40 Jahre „Humanae Vitae“


RealAudioMP3 Eher offensiv erinnert die Kirchenführung in diesen Tagen an ein heikles Jubiläum: Vor vierzig Jahren wurde „Humanae Vitae“ veröffentlicht, die Enzyklika zum Thema Familienplanung, die dem damaligen Papst Paul VI. viel Häme und Widerspruch eintrug. In dem Text bekräftigte der Papst die kirchliche Tradition im Bereich Ehe und Familie und wandte sich gegen künstliche Verhütungsmittel. Maria Luisa Di Pietro unterrichtet Bioethik an Roms Katholischer Universität; sie sagt:

„Paul VI. hat in diesem Text vor dem Risiko einer tiefgehenden Banalisierung der Sexualität gewarnt. Gerade was diesen Punkt betrifft, ist seine Enzyklika heute sehr aktuell... Die schärfsten Angriffe richteten sich u.a. auf die Umsetzbarkeit der Lehre von „Humanae Vitae“; noch heute denken viele, das sei gar nicht machbar... Paul VI. hat die Aufmerksamkeit neu auf die Begriffe Körperlichkeit, Sexualität, Zusammenleben und verantwortliche Elternschaft gelenkt.
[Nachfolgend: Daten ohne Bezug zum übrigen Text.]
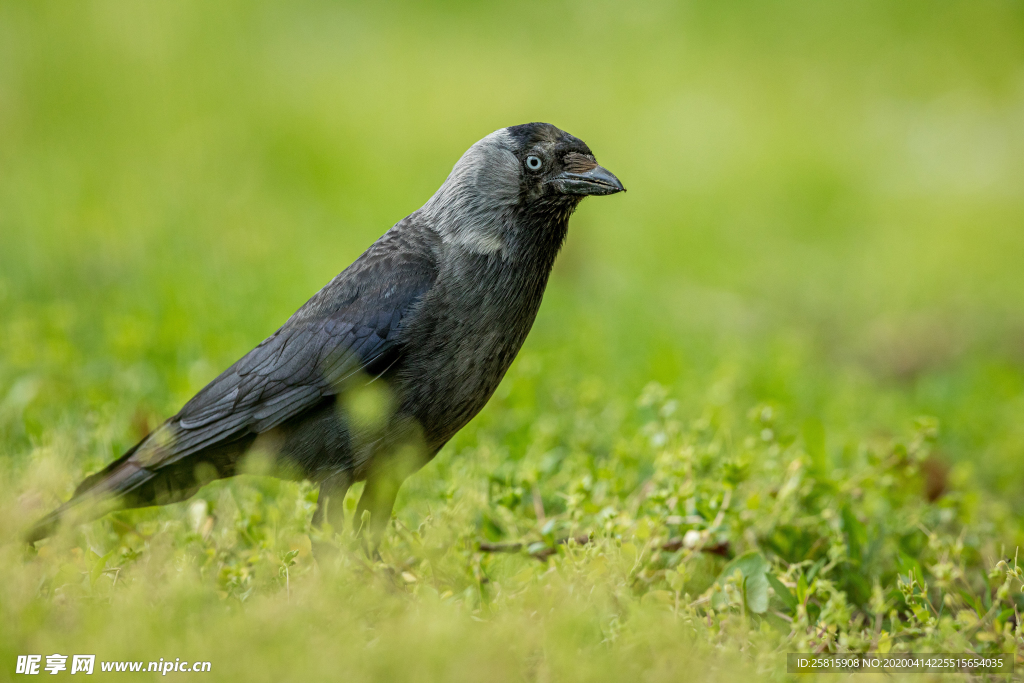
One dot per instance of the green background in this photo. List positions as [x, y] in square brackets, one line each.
[824, 216]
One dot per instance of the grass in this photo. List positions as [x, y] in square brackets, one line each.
[795, 348]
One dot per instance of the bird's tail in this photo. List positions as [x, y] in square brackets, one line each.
[93, 498]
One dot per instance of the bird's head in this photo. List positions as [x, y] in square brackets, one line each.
[515, 178]
[554, 164]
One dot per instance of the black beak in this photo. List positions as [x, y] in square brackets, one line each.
[597, 180]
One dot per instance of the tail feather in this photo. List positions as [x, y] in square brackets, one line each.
[94, 497]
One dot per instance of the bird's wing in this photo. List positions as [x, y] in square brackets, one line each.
[350, 327]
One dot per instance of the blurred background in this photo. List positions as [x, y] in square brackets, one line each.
[824, 205]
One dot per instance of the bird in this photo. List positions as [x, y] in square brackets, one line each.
[381, 368]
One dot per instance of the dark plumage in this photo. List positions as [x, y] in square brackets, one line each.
[382, 367]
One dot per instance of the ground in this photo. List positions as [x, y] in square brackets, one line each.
[772, 402]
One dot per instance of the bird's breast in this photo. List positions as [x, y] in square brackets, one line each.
[465, 337]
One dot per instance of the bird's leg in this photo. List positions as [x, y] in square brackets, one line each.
[331, 507]
[378, 499]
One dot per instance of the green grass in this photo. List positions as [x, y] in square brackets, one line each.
[807, 306]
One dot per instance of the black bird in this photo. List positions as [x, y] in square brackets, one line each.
[381, 368]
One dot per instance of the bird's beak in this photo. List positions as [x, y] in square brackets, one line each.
[597, 180]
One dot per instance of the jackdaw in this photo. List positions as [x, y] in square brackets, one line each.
[382, 367]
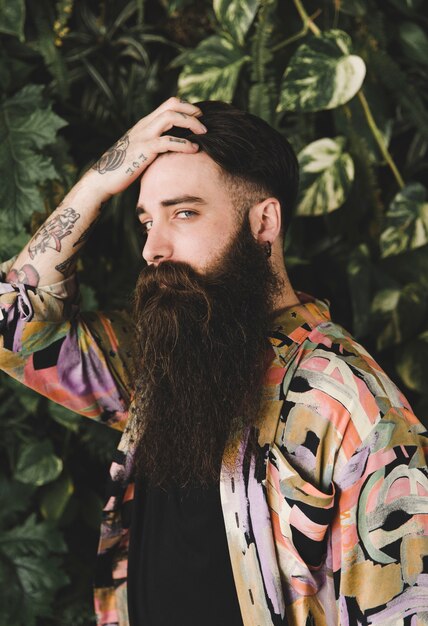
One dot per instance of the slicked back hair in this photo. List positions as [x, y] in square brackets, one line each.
[256, 160]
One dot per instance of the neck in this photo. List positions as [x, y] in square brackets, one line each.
[287, 296]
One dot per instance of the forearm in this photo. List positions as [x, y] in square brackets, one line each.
[51, 254]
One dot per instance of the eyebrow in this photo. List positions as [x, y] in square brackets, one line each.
[186, 199]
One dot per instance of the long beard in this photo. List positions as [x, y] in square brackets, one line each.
[200, 356]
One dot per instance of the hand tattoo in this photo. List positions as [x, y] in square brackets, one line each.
[66, 266]
[114, 157]
[136, 164]
[27, 275]
[50, 234]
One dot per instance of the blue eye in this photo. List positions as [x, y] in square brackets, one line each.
[145, 227]
[186, 213]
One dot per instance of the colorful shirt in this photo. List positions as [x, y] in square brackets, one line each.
[326, 520]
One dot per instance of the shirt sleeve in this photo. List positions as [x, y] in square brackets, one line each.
[379, 536]
[354, 509]
[79, 360]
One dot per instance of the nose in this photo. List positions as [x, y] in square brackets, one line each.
[158, 246]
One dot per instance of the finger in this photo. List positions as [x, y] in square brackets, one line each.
[166, 120]
[179, 104]
[172, 104]
[174, 144]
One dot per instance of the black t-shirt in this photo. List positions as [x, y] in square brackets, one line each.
[179, 566]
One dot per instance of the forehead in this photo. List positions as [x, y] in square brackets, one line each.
[183, 174]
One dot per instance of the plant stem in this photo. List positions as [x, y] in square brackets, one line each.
[297, 36]
[309, 24]
[306, 19]
[379, 139]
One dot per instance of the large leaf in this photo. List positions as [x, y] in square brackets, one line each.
[211, 70]
[27, 125]
[12, 17]
[37, 464]
[322, 74]
[55, 497]
[236, 16]
[411, 363]
[406, 221]
[390, 310]
[29, 573]
[327, 173]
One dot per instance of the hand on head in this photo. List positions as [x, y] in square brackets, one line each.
[126, 160]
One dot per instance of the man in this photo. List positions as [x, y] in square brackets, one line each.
[269, 471]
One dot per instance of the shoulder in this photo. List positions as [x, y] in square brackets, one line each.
[337, 396]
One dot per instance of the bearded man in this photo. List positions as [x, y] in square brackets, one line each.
[269, 472]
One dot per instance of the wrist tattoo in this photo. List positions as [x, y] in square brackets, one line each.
[27, 275]
[52, 232]
[136, 164]
[114, 157]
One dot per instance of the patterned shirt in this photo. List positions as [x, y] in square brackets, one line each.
[326, 520]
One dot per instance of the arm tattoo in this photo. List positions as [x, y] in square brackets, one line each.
[114, 157]
[136, 164]
[85, 235]
[67, 266]
[28, 275]
[50, 234]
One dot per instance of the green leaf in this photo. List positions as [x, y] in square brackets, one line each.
[211, 70]
[326, 173]
[390, 309]
[236, 16]
[27, 125]
[322, 74]
[359, 277]
[55, 497]
[406, 221]
[357, 8]
[407, 6]
[261, 101]
[44, 43]
[411, 363]
[15, 498]
[37, 464]
[414, 42]
[12, 17]
[30, 574]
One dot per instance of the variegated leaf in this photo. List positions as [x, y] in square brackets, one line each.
[322, 74]
[327, 173]
[236, 16]
[211, 70]
[406, 221]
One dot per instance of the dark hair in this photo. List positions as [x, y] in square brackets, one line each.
[256, 157]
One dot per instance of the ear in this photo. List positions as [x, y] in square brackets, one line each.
[265, 220]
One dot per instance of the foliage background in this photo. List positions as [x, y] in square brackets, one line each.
[344, 80]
Er sieht die Person als Ganzheit, im Respekt vor dem Paar und vor der Frau. Das ist eine Botschaft voller Hoffnung – ein großes Erbe, das er uns hinterlassen hat.“

„Authentisches Zeichen des Widerspruchs“ – so hat die Vatikanzeitung „L`Osservatore Romano“ die Enzyklika vor zwei Tagen in einem Leitartikel genannt. Ihr Direktor Giovanni Maria Vian bekräftigt, die Kirche habe ein Recht, sich beim Thema Sexualität zu Wort zu melden:

„Paul VI. selbst hat zwei Tage nach Veröffentlichung der Enzyklika auf diesen Einwand geantwortet. Die Kirche äußert sich nach seinen Worten „als Expertin in Sachen Humanität“. Natürlich richtet sich die Enzyklika zunächst einmal an die Katholiken – aber sie wertet die Ehe als natürliches Gut und spricht damit eine allgemeine Wahrheit über den Menschen aus.“

Außerhalb des Vatikans sind in den letzten vierzigen Jahren die kritischen Stimmen nicht verstummt, die dem Lehrschreiben vorwerfen, lebensfremd zu sein und den Eheleuten unnötige Vorschriften für ihr Sexualleben zu machen. Auch innerhalb der katholischen Kirche sind diese Klagen nicht verstummt, bestätigt der Tübinger Moraltheologe Dietmar Mieth:

„Es ist wohl mehr so, dass es bei der Frage der künstlichen Verhütung eben um ein Begründungsdefizit geht, das eben auch dazu geführt hat, dass diese Norm in der Kirche nicht so rezipiert worden ist, wie man das in der Kirche wohl erwartet hat. Das Begründungsdefizit lag erst einmal darin, dass man sich auf die naturrechtliche Basis begeben hat und den Zweck der ehelichen Vereinigung über die Nachkommenschaft über den Sinn der Liebe gestellt hat, was im Prinzip in der Enzyklika Humanae Vitae umgekehrt anvisiert ist.“
Humanae Vitae unterscheide zwischen dem Sinn der Liebe und dem Zweck von Fruchtbarkeit, so Mieth. Das habe ja erst ermöglicht, dass es so etwas wie eine Zeitplanung in der Empfängnisregelung gibt. Das Problem ist nach Meinung des Moraltheologen:

„Dass man das nicht durchgeführt hat mit Blick auf die künstlichen Mittel, das ist naturrechtlich schwach begründet, sagen die Moraltheologen. Und die Begründung, die in Familiaris Consortio 1981 nachgeschoben worden ist unter Johannes Paul II., nämlich dass man auch die Potenzialität, Vater und Mutter zu werden anerkennen müsse im ehelichen Akt, scheint relativ weit hergeholt zu sein. Es gibt da einen Begründungsdefizit, und ich könnte mir durchaus vorstellen, dass der Papst das auch einsieht und etwas vorsichtig damit umgeht, und dass er auch sieht, dass weltweit in der katholischen Kirche diese Norm der Enpfängnisregelung nicht rezipiert worden ist. Und die Rezeption gehört eigentlich dazu, dass eine Norm nicht nur gültig ausgesprochen worden ist, sondern auch in Geltung ist.“

Positiv ist nach Meinung von Mieth zu bewerten, dass die Enzyklika manche Entwicklung in der Reproduktionsmedizin gleichsam „prophetisch“ vorhergesehen habe – Stichwort In-Vitro-Fertilisation, Klonen und andere Biotechnologien. Aber ob das letzte Wort in der Frage der künstlichen Verhütung gesprochen ist, zieht Mieth in Zweifel.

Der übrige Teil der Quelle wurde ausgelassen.